Second Quorum of the Seventy
- April 2, 2011 – October 5, 2019
- Called by: Thomas S. Monson
- End reason: Designated an emeritus general authority

Emeritus General Authority
- October 5, 2019
- Called by: Russell M. Nelson

Personal details
- Born: Otto Vincent Haleck Jr. January 19, 1949 (age 77) Utulei, American Samoa, United States

= O. Vincent Haleck =

American Samoan LDS Church leader (born 1949)

Otto Vincent Haleck Jr. (born January 19, 1949) has been a general authority of the Church of Jesus Christ of Latter-day Saints (LDS Church) since 2011. He is the first person from American Samoa or Samoa to become a general authority of the LDS Church and is also the first non–New Zealander from the Pacific Islands in this position.

==Early life and biography==
Haleck was born in Utulei, American Samoa.

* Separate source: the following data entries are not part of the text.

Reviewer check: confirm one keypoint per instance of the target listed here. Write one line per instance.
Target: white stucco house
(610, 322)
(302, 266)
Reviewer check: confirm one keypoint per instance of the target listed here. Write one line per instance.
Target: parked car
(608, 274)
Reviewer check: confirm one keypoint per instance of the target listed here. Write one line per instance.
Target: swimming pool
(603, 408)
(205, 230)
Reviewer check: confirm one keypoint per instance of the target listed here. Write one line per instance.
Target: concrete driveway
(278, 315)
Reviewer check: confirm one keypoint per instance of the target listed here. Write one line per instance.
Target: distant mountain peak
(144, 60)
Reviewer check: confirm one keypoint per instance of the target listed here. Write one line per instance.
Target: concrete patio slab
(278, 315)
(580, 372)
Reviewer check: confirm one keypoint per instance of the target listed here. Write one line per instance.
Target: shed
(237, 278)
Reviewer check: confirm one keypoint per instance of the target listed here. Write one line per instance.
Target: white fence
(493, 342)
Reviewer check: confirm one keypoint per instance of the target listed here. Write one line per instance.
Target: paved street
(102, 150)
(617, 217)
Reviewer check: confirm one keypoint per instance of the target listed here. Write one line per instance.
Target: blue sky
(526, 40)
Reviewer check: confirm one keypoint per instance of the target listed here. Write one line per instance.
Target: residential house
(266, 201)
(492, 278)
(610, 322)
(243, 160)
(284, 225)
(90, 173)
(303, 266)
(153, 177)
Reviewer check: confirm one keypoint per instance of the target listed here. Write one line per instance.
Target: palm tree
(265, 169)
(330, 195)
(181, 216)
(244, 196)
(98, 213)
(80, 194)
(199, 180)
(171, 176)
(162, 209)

At the age of 10 he was sent to Seattle, Washington, to live with a relative and attend school. He moved to California to live with other relatives and to attend high school and at the age of 17 he joined the LDS Church. After high school, Haleck became a missionary in the church's Samoa Apia Mission from 1968 to 1970. Haleck received a bachelor's degree in marketing and advertising from Brigham Young University and went on to own a number of businesses in American Samoa, including Tuna Ventures, Inc. and Tropical Beverage Distributors, Inc.

==LDS Church service==
In the LDS Church, Haleck has served as a bishop, high councilor, stake patriarch, and stake president. He served as president of the Samoa Apia Mission from 2008 to 2011. He was in that capacity when he was called as a general authority and member of the Second Quorum of the Seventy in April 2011. After becoming a general authority, Haleck moved from Pago Pago, American Samoa to Salt Lake City, Utah. From the time of his call to August 2013, he filled assignments at church headquarters. From August 2013 to August 2016, he served as a counselor in the presidency of the church's Pacific Area. In that position, Haleck supervised the church's school system in Kiribati.

Haleck became president of the Pacific Area in 2016 with S. Gifford Nielsen and Craig A. Cardon as counselors. The following year, the LDS Church joined Samoa Council of Churches and Haleck worked with Latter-day Saint Charities to completely renovate their meeting space, including a common area, kitchenette and restroom, for the Fellowship of Women. In 2018, Haleck met with New Zealand Prime Minister Jacinda Ardern and presented her with her family history.

Haleck facilitated the 2019 visit of LDS Church President Russell M. Nelson with His Highness Tuimalealiifano Vaaletoa Sualauvi II of Samoa. A few days later Haleck joined Nelson in meeting with His Majesty King Tupou VI of Tonga.

He was designated as an emeritus general authority in October 2019.

==Personal life==
In 1972, he married Peggy Ann Cameron in the Provo Utah Temple and they are the parents of three children.